I still would never have come up with the idea of cogs though.
This is a great video, and combined with the next video teach a very important lesson. Much of our current understanding of medicine and biology is due to outcome based experiments, not an understanding of first principals. I wanted to engineer microbes to do whatever task we needed when I started my PhD, and thus worked with a lot of labs that worked on applied microbiology. I took a of classes on structural biology and gene editing, hoping to get a good understanding of how to use the sequence and structure of gene networks and proteins to alter them for use. Turns out everyone was just using large directed evolution projects to see what would stick to the wall. This is the same way we test medicine. We have huge libraries where we have something we know works, and we alter it in thousands of ways and screen them, then advance what works.

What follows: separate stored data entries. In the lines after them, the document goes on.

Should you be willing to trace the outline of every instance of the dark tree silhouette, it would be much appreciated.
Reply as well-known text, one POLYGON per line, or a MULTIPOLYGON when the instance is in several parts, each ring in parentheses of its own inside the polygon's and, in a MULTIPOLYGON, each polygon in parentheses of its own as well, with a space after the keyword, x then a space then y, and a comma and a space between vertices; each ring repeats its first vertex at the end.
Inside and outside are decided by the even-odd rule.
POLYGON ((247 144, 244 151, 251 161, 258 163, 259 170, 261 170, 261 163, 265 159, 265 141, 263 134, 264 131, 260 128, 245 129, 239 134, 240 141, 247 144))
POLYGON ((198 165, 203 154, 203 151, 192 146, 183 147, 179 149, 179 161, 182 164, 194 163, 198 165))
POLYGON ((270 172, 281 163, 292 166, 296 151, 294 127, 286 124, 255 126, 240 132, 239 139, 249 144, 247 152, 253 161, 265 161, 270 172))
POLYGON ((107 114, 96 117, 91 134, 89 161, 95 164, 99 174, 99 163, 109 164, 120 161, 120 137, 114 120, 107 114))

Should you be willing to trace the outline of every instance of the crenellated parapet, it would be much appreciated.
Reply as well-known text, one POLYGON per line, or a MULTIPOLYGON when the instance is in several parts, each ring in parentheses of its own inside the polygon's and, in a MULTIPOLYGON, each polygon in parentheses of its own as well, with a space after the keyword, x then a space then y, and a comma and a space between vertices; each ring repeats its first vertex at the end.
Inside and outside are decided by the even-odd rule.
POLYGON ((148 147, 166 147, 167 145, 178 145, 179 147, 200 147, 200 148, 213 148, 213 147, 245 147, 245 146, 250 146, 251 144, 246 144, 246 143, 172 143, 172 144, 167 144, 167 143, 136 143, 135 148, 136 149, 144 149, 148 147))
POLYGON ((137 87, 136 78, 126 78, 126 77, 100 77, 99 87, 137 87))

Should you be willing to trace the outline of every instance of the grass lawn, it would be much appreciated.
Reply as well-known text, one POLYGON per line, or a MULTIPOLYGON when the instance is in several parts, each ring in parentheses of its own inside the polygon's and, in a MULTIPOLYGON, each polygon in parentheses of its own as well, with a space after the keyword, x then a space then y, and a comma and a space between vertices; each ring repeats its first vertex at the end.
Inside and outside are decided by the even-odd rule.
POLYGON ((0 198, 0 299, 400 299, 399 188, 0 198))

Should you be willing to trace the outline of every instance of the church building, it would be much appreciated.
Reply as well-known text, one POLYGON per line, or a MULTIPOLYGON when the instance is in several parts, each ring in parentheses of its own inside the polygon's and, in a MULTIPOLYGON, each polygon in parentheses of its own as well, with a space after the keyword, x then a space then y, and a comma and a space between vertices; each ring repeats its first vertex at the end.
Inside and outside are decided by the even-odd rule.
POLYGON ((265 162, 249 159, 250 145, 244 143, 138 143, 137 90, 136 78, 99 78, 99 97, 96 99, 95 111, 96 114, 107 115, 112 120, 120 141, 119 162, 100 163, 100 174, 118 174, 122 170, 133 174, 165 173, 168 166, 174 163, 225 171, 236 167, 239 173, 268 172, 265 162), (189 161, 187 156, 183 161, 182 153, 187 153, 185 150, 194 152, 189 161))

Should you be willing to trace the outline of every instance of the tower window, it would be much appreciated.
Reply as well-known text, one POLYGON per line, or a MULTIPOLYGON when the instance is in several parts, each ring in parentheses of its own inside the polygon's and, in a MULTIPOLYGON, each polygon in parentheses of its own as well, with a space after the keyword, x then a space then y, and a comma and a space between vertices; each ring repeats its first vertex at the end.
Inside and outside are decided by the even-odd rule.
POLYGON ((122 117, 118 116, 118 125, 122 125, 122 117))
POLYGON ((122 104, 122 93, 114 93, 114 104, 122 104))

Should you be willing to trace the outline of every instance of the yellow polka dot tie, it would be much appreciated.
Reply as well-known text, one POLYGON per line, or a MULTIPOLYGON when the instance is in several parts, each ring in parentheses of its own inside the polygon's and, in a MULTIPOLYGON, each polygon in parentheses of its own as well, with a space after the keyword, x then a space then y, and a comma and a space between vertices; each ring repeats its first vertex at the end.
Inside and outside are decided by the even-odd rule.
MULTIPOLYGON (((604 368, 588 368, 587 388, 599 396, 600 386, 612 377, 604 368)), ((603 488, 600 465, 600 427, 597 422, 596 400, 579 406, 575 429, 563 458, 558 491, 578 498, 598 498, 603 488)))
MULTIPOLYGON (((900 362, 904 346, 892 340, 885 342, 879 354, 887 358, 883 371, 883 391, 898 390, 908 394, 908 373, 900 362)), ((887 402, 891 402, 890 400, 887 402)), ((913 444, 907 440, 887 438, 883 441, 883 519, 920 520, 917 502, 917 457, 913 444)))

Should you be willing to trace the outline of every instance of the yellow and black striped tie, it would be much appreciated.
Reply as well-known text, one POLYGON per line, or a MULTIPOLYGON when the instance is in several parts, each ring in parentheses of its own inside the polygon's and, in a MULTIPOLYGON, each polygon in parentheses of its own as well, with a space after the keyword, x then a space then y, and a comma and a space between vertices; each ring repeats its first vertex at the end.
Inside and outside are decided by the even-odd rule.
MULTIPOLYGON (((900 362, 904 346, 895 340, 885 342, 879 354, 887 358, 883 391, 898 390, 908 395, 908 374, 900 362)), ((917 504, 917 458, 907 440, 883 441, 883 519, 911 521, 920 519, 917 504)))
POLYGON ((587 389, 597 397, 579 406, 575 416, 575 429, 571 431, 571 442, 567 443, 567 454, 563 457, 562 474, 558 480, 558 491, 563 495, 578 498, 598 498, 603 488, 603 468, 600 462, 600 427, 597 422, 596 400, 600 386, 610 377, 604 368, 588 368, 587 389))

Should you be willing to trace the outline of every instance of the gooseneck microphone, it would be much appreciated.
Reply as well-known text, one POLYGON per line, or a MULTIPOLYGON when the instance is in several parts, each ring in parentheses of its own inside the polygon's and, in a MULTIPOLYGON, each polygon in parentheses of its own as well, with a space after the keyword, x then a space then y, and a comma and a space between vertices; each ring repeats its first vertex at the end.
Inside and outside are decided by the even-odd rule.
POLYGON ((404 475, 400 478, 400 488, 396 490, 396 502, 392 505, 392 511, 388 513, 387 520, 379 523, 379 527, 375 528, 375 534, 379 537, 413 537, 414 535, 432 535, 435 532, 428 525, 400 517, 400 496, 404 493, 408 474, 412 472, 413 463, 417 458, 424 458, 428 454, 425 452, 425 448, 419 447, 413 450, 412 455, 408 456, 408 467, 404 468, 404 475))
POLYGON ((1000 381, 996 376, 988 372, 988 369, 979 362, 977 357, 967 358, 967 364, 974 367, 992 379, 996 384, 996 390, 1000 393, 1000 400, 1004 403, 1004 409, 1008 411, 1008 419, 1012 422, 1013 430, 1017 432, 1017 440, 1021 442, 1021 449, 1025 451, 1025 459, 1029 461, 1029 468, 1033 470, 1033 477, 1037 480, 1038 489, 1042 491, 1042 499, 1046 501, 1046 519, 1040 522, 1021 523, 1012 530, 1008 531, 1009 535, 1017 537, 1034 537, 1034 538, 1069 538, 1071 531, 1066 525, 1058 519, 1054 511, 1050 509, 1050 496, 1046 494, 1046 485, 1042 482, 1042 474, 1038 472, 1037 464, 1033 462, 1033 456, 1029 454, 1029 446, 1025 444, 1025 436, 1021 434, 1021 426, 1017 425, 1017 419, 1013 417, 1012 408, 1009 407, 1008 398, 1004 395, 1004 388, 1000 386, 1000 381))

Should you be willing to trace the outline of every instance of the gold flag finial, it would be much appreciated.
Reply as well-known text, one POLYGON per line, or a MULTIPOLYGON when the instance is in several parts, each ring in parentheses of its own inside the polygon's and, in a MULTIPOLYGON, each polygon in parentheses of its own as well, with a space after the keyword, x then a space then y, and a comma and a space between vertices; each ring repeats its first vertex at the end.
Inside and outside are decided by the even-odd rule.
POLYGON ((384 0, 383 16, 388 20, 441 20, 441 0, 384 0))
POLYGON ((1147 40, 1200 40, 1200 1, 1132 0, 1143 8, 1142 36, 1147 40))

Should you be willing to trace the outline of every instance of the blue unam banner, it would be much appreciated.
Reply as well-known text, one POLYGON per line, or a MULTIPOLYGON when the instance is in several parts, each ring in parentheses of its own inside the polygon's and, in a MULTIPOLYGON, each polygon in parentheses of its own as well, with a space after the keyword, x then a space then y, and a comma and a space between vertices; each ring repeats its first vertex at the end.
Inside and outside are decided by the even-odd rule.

Unfortunately at the end of the day, we usually only have guesses about what actually happened to improve the medicine, and then we find out about other unintended side effects a few years after that (see the history of coxibs for one example). Luckily, knowing how something works isn't necessary to use it (think about your computer or phone). Luckly, engineering allows us to make biology do things, without much of an understanding of how the system works.
Glad you're back Bill.
I used to think engineering was just applied physics, but you've shown me otherwise. And I appreciate that. - Love your videos!
Best Engineering/science learning channel again
thanks for explaining where exactly the Reynolds number comes from. It was basically explained to me as just the unit-less number you use. And being a unit-less number, it's magic and great!
Holy moly! So glad you are back!!!
Hi Bill! Long time fan of your channel, so glad to see you back!!
One note: I suspect some viewers might be confused when you use the term "scientific method," and it might be worthwhile in your next video to define what you are referring to when you use that term (perhaps this is already planned). As I'm sure you know, the typical "scientific method" is a cyclical process of testing and refining hypotheses through experimentation, which is a process that can presumably be applied to any sort of discovery - including within engineering. I'm not sure that's the scientific method you are intending to illustrate in contrast with your "engineering method," so it might be good to clearly define the concept and how you are using it for this comparison. You could draw the distinction that the scientific method is purely about *observations* of causal realities, as opposed to engineering's practical results; or maybe explain that the "scientific method" you're talking about is not the cyclical process of hypothesis and experimentation itself, but rather the obsession with purely physical, chemical, or mathematical realities. I want you to know I do agree with your conclusions in these videos - an engineer can find a solution without necessarily knowing all the gritty "scientific" details - but in arguments of definition, it's first important to clearly set up the terms being used on either side to prevent confusion.
Wish you the best luck on all your content moving forward, can't wait to see what's next!!!
Beautiful piece!! Best of the bests. Thank you, Professor Hammack!! I learned something today.
Thank you for methodically engineering new pathways for our thoughts
That was quick. 2 videos back to back! Awesome. Happy me now
Excellent presentation and a worthy subject. Thank you.